07 Janeiro 2025
As crianças já estavam reunidas no palco para o final do baile de louvor de um evento da rede de organização comunitária local quando Dom Gustavo García-Siller pegou o microfone e colocou o braço em volta de Sheila, uma imigrante que havia dito ao arcebispo que estava vivendo com medo do segundo governo de Donald Trump.
A reportagem é de Aleja Hertzler-McCain, publicada por National Catholic Reporter, 03-01-2024.
Falando espanhol, García-Siller perguntou à multidão de centenas de católicos e outras pessoas de fé: "O que vocês querem oferecer a ela?"
"Justiça", alguém gritou. "Igualdade", outra pessoa respondeu. "Estamos com você, Sheila".
Com o presidente eleito Trump prometendo deportar milhões de imigrantes nos próximos quatro anos, muitas comunidades ao longo da fronteira EUA-México estão se preparando para proteger os moradores do que eles esperam serem medidas draconianas para identificar e remover imigrantes de vários status jurídicos.
Lideranças religiosas no Texas têm longa experiência em advogar por migrantes não apenas por meio de políticas federais, mas, desde 2021, da Operação Lone Star do governador Greg Abbott, que enviou a Guarda Nacional do Texas e alocou bilhões de dólares para a fiscalização da fronteira. Naquela época, os afogamentos de migrantes aumentaram em travessias ao longo do Rio Grande, onde o governo instalou arame farpado e bóias de bloqueio.
Nas semanas que antecedem a posse de Trump, García-Siller e outros líderes católicos estão aproveitando essa experiência, fornecendo apoio estratégico, mas também cuidado espiritual.

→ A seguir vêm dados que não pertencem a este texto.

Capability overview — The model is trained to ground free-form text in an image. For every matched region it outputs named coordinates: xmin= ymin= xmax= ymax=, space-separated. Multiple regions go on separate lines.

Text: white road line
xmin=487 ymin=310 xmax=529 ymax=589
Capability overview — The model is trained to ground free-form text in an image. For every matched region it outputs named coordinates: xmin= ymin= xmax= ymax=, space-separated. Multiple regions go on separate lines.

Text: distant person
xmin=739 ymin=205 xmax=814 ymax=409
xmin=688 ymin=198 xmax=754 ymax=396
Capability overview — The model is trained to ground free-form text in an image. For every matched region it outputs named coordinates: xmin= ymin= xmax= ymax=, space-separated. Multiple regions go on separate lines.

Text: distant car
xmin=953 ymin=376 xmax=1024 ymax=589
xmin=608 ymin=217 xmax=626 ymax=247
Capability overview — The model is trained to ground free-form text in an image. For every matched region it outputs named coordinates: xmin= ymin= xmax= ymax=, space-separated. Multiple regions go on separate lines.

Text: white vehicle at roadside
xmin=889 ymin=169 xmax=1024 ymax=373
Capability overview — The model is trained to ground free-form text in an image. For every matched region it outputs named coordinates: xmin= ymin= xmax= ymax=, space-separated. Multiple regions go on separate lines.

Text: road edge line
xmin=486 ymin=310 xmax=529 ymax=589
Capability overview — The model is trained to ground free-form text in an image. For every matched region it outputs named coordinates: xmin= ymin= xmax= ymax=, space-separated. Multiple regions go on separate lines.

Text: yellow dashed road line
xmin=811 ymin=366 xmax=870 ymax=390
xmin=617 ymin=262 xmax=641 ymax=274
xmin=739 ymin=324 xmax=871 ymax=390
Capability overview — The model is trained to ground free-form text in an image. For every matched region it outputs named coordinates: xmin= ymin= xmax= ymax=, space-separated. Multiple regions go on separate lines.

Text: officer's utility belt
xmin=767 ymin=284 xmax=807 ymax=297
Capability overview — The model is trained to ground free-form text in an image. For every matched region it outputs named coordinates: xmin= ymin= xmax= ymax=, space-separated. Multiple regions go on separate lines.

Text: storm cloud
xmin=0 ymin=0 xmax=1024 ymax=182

"Não podemos deixar que o medo paralise as pessoas, porque então elas podem ser o pior de si mesmas", disse García-Siller à RNS após o evento de 8 de dezembro, um lançamento para o 50º aniversário da COPS/Metro Alliance , uma rede de advocacia de base. "Ficamos doentes, emocionalmente, espiritualmente, fisicamente. Começamos a agir de maneiras muito estranhas, até mesmo para nos prejudicar".
García-Siller disse que lembra aos migrantes nestes tempos por que eles vieram para os EUA "Eles tinham esperança. Este não é o momento de entregá-la ou deixar que alguém a tire. Não importa o quão altas sejam as vozes, você é você, e Deus está com você. Deus ama você. Nós amamos você".
O arcebispo, ele próprio um imigrante de San Luis Potosí, no México, e agora o único imigrante liderando uma diocese católica na fronteira, disse que não está encarando a administração que está chegando ou a repressão do governo estadual levianamente. "Já existem novas medidas aqui no estado perto do rio para destruir seres humanos como carne, como você moe carne", disse ele.
García-Siller disse que as medidas do estado desconsideram "a dignidade da pessoa humana" e as comparou à Alemanha nazista.
Em San Antonio, comunidades religiosas têm distribuído IDs congregacionais, uma forma de identificação pioneira durante a primeira administração Trump pela afiliada de Dallas da inter-religiosa Industrial Areas Foundation. Os cartões são projetados para aliviar os medos dos migrantes ao interagir com a polícia local e para incentivá-los a continuar interagindo com suas comunidades.
No evento COPS/Metro, dois pastores de igrejas católicas locais, os Revs. Jimmy Drennan e Marlee Abao, que também são líderes da afiliada da San Antonio Industrial Areas Foundation, pediram ao Chefe de Polícia de San Antonio, William McManus, e ao Xerife do Condado de Bexar, Javier Salazar, para ajudar a treinar os policiais no reconhecimento das IDs congregacionais para "construir confiança entre a comunidade e a polícia", disseram os dois pastores. Os líderes da polícia responderam afirmativamente.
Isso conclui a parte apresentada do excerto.